In this study we compare the cellular control of recombinant human IgG4 monoclonal antibody (Mab) synthesis in different CHO cell lines. Based on comprehensive empirical analyses of mRNA and polypeptide synthetic intermediates we constructed cell line-specific mathematical models of recombinant Mab manufacture in seven GS-CHO cell lines varying in specific production rate (qMab) over 350-fold. This comparative analysis revealed that control of qMab involved both genetic construct and cell line-specific factors.
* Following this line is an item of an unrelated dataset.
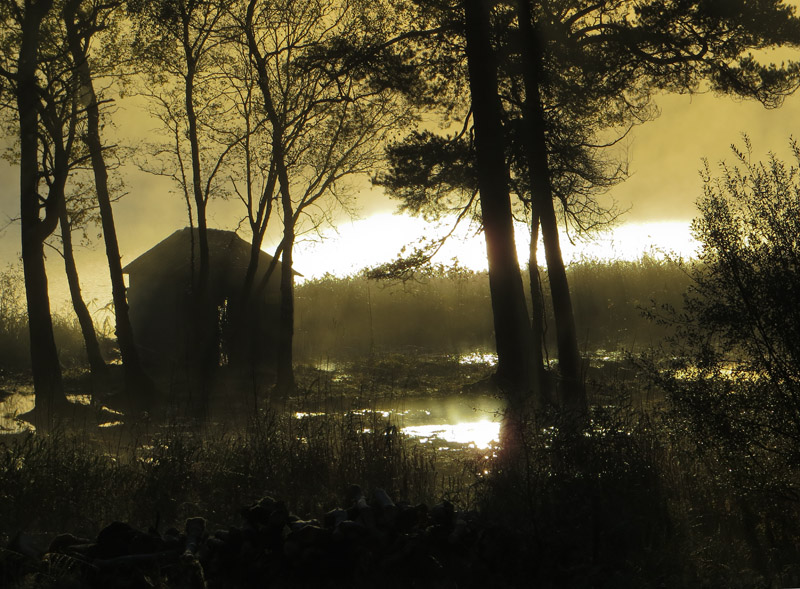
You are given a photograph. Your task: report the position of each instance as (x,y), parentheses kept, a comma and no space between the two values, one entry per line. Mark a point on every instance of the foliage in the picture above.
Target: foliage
(735,385)
(449,311)
(80,481)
With respect to the former, all cell lines exhibited excess production of light chain (LC) mRNA and polypeptide relative to heavy chain (HC) mediated by more rapid LC transcription and enhanced LC mRNA stability. Downstream of this, cell lines differed markedly in their relative rates of recombinant mRNA translation, Mab assembly and secretion although HC mRNA abundance and the rate of HC translation generally exerted most control over qMab—the latter being directly proportional to qMab. This study shows that (i) cell lines capable of high qMab exceed a threshold functional competency in all synthetic processes, (ii) the majority of cells in parental and transfected cell populations are functionally limited and (iii) cell engineering strategies to increase Mab production should be cell line specific. Biotechnol. Bioeng. 2010;106: 938–951. © 2010 Wiley Periodicals, Inc.